Consumer-1 and Consumer-2 above are the specific business threads that consume kafka.

error log

2017-12-16 12:53:34.257  INFO 7 --- [0.2.84.118:2181] k.consumer.ZookeeperConsumerConnector    : [xxx-service-q7vch-1510557399475-b1d7d22c], begin rebalancing consumer xxx-service-q7vch-1510557399475-b1d7d22c try #1
2017-12-16 12:53:34.348  INFO 7 --- [0.2.84.118:2181] kafka.consumer.ConsumerFetcherManager    : [ConsumerFetcherManager-1510557399586] Stopping leader finder thread
2017-12-16 12:53:34.348  INFO 7 --- [0.2.84.118:2181] kafka.consumer.ConsumerFetcherManager    : [ConsumerFetcherManager-1510557399586] Stopping all fetchers
2017-12-16 12:53:34.348  INFO 7 --- [0.2.84.118:2181] kafka.consumer.ConsumerFetcherManager    : [ConsumerFetcherManager-1510557399586] All connections stopped
2017-12-16 12:53:34.348  INFO 7 --- [0.2.84.118:2181] k.consumer.ZookeeperConsumerConnector    : [xxx-service-q7vch-1510557399475-b1d7d22c], Cleared all relevant queues for this fetcher
2017-12-16 12:53:34.348  INFO 7 --- [0.2.84.118:2181] k.consumer.ZookeeperConsumerConnector    : [xxx-service-q7vch-1510557399475-b1d7d22c], Cleared the data chunks in all the consumer message iterators
2017-12-16 12:53:34.348  INFO 7 --- [0.2.84.118:2181] k.consumer.ZookeeperConsumerConnector    : [xxx-service-q7vch-1510557399475-b1d7d22c], Committing all offsets after clearing the fetcher queues

The logs show little sign of news consumption, but lag does have so many.

At first, I looked at the exception log, found this, and added jstack above. I saw that ConsumerFetcherThread has been blocking in PartitionTopicInfo.enqueue, which is a bit suspicious of deadlock or blocking caused by rebalance. Before jstack forgot to add -l and could not see the deadlock information. I checked online and sawConsumerFetcherThread deadlock?There are similar problems mentioned, but it is 14 years of posts, kafka version kafka0.8.2.2 should have been fixed. Then I saw

The fetchers are blocked on the queue since it is full, is your consumer
iterator stopped and hence not getting more data from it?

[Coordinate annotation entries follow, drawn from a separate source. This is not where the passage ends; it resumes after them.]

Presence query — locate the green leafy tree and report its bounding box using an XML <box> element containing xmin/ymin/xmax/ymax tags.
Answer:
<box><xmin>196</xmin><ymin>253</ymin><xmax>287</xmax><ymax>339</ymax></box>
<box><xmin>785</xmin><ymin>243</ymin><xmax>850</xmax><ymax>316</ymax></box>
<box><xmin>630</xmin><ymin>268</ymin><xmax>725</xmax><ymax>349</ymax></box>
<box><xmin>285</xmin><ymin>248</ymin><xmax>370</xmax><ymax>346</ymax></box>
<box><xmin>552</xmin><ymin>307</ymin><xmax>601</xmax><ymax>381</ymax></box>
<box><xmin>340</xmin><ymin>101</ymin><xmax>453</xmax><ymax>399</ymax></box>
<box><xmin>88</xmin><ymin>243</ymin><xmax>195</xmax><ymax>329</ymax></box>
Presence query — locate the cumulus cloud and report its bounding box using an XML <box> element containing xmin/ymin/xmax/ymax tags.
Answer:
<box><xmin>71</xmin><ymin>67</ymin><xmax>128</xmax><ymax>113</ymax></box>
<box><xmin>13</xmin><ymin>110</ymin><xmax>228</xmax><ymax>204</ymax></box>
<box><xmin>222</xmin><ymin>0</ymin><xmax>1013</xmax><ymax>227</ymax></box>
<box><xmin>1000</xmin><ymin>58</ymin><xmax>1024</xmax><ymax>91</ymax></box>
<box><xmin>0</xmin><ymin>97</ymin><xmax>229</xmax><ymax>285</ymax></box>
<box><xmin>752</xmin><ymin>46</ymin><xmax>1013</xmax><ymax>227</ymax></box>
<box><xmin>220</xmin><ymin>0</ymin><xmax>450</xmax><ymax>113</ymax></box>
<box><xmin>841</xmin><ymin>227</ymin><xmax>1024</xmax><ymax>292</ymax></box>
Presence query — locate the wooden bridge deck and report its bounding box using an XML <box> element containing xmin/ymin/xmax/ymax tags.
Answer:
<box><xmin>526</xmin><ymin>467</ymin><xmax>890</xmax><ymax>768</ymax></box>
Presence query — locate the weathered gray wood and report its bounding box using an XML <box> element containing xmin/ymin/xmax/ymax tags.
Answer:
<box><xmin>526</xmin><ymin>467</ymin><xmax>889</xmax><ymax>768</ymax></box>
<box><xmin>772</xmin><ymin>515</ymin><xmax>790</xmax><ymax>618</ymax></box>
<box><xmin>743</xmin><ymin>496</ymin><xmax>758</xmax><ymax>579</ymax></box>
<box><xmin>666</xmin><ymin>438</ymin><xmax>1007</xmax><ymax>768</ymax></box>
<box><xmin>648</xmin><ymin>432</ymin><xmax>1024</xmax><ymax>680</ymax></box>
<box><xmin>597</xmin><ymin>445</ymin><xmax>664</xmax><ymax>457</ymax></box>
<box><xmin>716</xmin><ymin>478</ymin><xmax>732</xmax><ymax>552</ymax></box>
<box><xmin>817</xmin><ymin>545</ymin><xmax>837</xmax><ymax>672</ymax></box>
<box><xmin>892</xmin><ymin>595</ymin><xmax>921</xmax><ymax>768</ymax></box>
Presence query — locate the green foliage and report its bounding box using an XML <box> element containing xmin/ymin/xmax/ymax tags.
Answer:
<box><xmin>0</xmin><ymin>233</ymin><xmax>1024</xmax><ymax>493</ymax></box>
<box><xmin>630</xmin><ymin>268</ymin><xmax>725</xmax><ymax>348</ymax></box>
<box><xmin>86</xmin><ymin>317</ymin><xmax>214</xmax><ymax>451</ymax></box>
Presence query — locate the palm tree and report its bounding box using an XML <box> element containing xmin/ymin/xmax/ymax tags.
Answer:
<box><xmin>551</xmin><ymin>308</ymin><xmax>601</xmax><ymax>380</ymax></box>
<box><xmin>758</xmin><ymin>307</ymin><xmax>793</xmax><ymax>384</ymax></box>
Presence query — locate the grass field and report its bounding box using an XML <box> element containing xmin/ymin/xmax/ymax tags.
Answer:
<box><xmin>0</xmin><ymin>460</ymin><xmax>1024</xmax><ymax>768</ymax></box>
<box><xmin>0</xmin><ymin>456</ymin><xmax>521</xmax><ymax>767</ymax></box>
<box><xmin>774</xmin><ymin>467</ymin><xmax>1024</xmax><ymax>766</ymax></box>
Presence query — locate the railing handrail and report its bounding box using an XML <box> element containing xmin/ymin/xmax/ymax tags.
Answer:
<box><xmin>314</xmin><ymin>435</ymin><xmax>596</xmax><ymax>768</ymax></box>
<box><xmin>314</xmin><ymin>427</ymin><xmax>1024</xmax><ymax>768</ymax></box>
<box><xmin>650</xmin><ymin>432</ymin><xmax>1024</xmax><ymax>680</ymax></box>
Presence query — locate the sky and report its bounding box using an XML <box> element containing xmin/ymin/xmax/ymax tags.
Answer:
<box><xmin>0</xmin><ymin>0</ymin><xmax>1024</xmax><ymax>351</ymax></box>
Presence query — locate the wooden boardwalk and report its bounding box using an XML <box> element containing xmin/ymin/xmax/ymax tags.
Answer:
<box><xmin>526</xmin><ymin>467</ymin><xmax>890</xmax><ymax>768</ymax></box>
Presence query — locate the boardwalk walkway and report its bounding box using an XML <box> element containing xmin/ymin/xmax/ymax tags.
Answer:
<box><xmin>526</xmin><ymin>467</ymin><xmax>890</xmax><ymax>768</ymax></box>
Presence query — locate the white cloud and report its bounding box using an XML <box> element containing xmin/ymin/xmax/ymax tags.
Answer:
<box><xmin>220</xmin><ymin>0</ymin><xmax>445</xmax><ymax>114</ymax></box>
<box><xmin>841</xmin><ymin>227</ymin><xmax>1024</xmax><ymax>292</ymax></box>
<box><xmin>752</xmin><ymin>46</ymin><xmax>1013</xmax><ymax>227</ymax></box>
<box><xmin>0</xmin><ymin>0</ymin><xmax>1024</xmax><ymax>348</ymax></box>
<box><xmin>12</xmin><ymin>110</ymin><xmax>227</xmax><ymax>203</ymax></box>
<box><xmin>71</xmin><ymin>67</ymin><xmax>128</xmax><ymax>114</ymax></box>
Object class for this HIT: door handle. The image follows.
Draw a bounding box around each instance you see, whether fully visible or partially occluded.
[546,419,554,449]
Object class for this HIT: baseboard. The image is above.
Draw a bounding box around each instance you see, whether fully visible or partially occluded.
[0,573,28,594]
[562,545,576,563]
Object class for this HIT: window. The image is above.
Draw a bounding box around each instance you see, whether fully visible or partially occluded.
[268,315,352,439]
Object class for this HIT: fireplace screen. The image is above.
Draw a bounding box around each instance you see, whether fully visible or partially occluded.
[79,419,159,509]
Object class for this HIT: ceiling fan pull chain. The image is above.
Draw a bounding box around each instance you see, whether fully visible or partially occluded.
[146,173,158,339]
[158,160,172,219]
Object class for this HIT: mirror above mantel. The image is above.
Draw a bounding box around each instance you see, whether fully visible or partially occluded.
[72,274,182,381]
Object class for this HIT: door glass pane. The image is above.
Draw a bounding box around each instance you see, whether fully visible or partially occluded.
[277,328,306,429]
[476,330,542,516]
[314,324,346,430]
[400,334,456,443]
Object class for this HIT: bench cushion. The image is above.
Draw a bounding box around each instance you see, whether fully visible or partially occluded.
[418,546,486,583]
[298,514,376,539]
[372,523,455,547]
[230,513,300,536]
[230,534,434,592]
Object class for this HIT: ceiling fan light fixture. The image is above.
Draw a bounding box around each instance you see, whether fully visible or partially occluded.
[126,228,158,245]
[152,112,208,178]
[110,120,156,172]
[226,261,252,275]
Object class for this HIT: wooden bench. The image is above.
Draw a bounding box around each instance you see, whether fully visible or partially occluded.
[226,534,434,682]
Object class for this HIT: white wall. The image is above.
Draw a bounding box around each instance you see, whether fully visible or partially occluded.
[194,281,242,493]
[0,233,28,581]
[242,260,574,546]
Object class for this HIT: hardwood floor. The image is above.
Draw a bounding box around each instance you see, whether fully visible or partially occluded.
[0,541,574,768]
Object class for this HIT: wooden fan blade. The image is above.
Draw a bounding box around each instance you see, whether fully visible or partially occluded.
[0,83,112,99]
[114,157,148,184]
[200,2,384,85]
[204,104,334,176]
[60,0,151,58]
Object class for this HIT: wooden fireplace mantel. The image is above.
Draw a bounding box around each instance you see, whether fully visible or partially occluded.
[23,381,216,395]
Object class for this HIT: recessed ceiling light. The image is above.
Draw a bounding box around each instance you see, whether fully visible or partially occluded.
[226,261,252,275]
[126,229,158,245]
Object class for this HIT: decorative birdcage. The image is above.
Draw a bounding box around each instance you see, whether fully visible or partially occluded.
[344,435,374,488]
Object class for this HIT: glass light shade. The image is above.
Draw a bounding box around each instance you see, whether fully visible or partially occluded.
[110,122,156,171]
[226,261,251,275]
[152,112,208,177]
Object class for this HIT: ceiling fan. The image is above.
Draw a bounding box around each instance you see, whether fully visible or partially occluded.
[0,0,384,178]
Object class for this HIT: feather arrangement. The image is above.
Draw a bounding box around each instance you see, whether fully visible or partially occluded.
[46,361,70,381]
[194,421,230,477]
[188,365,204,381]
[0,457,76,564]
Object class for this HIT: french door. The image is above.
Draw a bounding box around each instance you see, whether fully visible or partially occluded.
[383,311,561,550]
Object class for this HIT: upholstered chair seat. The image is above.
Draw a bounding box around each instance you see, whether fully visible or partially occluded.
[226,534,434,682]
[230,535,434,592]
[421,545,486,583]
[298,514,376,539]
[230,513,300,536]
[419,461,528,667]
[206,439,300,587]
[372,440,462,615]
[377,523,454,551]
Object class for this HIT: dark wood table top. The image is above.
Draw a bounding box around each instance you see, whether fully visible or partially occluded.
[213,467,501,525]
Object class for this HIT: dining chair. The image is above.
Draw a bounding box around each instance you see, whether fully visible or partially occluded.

A little bit began to doubt whether it was his own business thread that did not catch the exception and hung up, so there was no consumption. Restart the next program, look at log, brush the consumption message. Let’s compare jstack again.

"ConsumerFetcherThread-xxx-376jt-1514353818187-b37be1c0-0-3" #81 prio=5 os_prio=0 tid=0x00007fe39c004000 nid=0x63 waiting on condition [0x00007fe3931f4000]
   java.lang.Thread.State: WAITING (parking)
    at sun.misc.Unsafe.park(Native Method)
    - parking to wait for  <0x00000007822ac4e0> (a java.util.concurrent.locks.AbstractQueuedSynchronizer$ConditionObject)
    at java.util.concurrent.locks.LockSupport.park(LockSupport.java:175)
    at java.util.concurrent.locks.AbstractQueuedSynchronizer$ConditionObject.await(AbstractQueuedSynchronizer.java:2039)
    at java.util.concurrent.LinkedBlockingQueue.put(LinkedBlockingQueue.java:350)
    at kafka.consumer.PartitionTopicInfo.enqueue(PartitionTopicInfo.scala:60)
    at kafka.consumer.ConsumerFetcherThread.processPartitionData(ConsumerFetcherThread.scala:49)
    at kafka.server.AbstractFetcherThread$$anonfun$processFetchRequest$1$$anonfun$apply$mcV$sp$2.apply(AbstractFetcherThread.scala:128)
    at kafka.server.AbstractFetcherThread$$anonfun$processFetchRequest$1$$anonfun$apply$mcV$sp$2.apply(AbstractFetcherThread.scala:109)
    at scala.collection.immutable.Map$Map1.foreach(Map.scala:109)
    at kafka.server.AbstractFetcherThread$$anonfun$processFetchRequest$1.apply$mcV$sp(AbstractFetcherThread.scala:109)
    at kafka.server.AbstractFetcherThread$$anonfun$processFetchRequest$1.apply(AbstractFetcherThread.scala:109)
    at kafka.server.AbstractFetcherThread$$anonfun$processFetchRequest$1.apply(AbstractFetcherThread.scala:109)
    at kafka.utils.Utils$.inLock(Utils.scala:535)
    at kafka.server.AbstractFetcherThread.processFetchRequest(AbstractFetcherThread.scala:108)
    at kafka.server.AbstractFetcherThread.doWork(AbstractFetcherThread.scala:86)
    at kafka.utils.ShutdownableThread.run(ShutdownableThread.scala:60)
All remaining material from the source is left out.